Luna memasukkan pastanya berlahan ke dalam mulutnya dan rasa keju yang manis langsung meleleh dimulutnya, rasanya seperti terbang dan tidak sengaja Luna memejamkan matanya menikmati makanannya.

"Enak?" Terdengar suara Laskar bertanya dan Luna dengan malu-malu membuka matanya dan melihat Laskar di sampingnya yang tersenyum karena melihat keluguan Luna, "Aku belajar memasak sedikit dari sepupuku."

Luna mengangguk kecil, lalu Luna berfikir keras. Dia harus membuat percakapan dengan Laskar,kan? Luna tidak mau terlihat kaku seperti ini. Tapi bicara apa? Luna takut membuat kesalahan dan malah akan mempermalukan dirinya sendiri.

"L-laskar ... ak--"

Laskar tampak menghentikan sarapannya dan menunggu Luna mengatakan apa yang ingin Luna katakan, tapi di perhatikan seperti itu oleh Laskar malah membuat Luna semakin tidak percaya diri.

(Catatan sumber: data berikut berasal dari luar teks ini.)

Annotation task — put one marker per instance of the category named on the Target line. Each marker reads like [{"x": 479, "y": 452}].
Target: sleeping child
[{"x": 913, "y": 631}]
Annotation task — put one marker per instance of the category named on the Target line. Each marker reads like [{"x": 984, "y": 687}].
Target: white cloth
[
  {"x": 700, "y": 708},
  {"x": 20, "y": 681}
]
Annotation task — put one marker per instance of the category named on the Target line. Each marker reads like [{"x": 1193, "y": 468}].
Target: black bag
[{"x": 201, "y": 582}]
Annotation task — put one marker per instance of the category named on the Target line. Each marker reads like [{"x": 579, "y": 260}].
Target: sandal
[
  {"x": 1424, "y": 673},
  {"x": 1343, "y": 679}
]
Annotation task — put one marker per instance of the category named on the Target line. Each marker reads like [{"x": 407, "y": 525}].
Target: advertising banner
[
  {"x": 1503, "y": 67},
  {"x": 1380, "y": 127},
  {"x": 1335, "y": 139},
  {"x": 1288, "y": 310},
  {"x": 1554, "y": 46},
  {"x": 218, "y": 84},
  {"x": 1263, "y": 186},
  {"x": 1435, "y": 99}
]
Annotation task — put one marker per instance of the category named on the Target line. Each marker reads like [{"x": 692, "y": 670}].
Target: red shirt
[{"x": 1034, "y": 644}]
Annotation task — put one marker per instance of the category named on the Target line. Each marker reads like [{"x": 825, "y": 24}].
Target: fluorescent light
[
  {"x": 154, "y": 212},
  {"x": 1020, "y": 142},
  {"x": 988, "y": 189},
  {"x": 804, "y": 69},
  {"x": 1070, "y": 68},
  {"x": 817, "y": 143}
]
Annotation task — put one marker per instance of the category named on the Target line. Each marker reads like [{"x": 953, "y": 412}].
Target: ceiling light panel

"Luna suka Pasta? Ada makanan lain yang Luna suka?" tanya Laskar tiba-tiba membuat rasa khawatir dari dalam diri Luna menghilang.

"Cookies," jawab Luna singkat, apa jawabannya cukup? Apa Laskar malah akan menganggapnya aneh?

"Cookies? Aku pernah buat cookies. Meski bukan cookies terlezat di dunia tapi aku yakin cookies buatanku layak di makan." Laskar menggeser piring pasta miliknya lalu meletakkan tangannya di meja dan mengarahkan duduknya menjorok ke Luna, "Lain kali aku akan buatkan cookies untuk Luna, tapi kalau Luna mau aku bisa membuatnya sekarang, bagaimana?"

"Ti-tidak-tidak! Tidak usah repot-repot." Luna menggerakkan tangannya seolah mengatakan pada Laskar kalau itu tidak perlu.

"Ah tidak apa. Aku lumayan suka memasak. Apalagi kalau memasak untuk Luna."

Whats! Dia sedang apa? Apa dia sedang menggoda Luna? Tidak Luna jangan salah paham.

Dia bilang seperti itu karena dia memang orangnya ramah pada setiap orang, it's oke. Jangan panik, jangan keger-eran dan jangan kepedean.

"Te-terimakasih." Lalu tanpa berfikir panjang dan tanpa rasa tidak percaya diri itu pertanyaan langsung keluar dari bibir Luna, "Kalau Laskar suka makanan apa?"

"Aku? Aku suka sesuatu yang manis. Apapun itu yang penting manis," jawab Laskar antusias, lalu dia menopang dagunya dengan kedua tangannya seperti anak kecil dan menatap Luna lurus, "--yang penting manis seperti Luna."

"A-ap." Luna membekap mulutnya sendiri, Laskar pasti sedang menggodanya saja, Laskar hanya mengerjainya saja, itu saja. pasti itu! Luna tidak boleh terpengaruh sedikitpun.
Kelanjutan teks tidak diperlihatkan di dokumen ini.